56-letni Henryk M. siedem razy był zatrzymywany przez stołecznych wywiadowców. Każdym razem za kradzieże kieszonkowe. Najczęściej wpadał w tramwajach, w których okradał pasażerów z portfeli, dokumentów, pieniędzy, kart płatniczych, telefonów komórkowych. Mężczyzna zazwyczaj działał sam.
56-latek, mimo że po pierwszej kradzieży został objęty policyjnym dozorem, nadal "trudni się" kradzieżami kieszonkowymi. Działa przede wszystkim w Śródmieściu, ale był również zatrzymywany na Ochocie i Woli.

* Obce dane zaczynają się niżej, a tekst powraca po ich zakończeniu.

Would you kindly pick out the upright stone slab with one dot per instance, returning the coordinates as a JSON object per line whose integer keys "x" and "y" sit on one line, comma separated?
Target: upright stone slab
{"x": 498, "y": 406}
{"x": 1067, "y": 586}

Jedno ze zdarzeń miało miejsce tramwaju linii 25 na odcinku Pl. Zawiszy - Pl. Narutowicza. Policyjni wywiadowcy zauważyli dwóch mężczyzn, którzy bacznie obserwowali stojącą przed nimi kobietę. W pewnym momencie jeden z nich, najpierw rozsunął suwak w jej plecaku, a następnie wyjął z niego portfel z pieniędzmi. Działali tak szybko, że kobieta nie zorientowała się, że została okradziona.
Kobieta dowiedziała się o tym kilka minut później od policyjnych wywiadowców, którzy odzyskali jej skradzione pieniądze.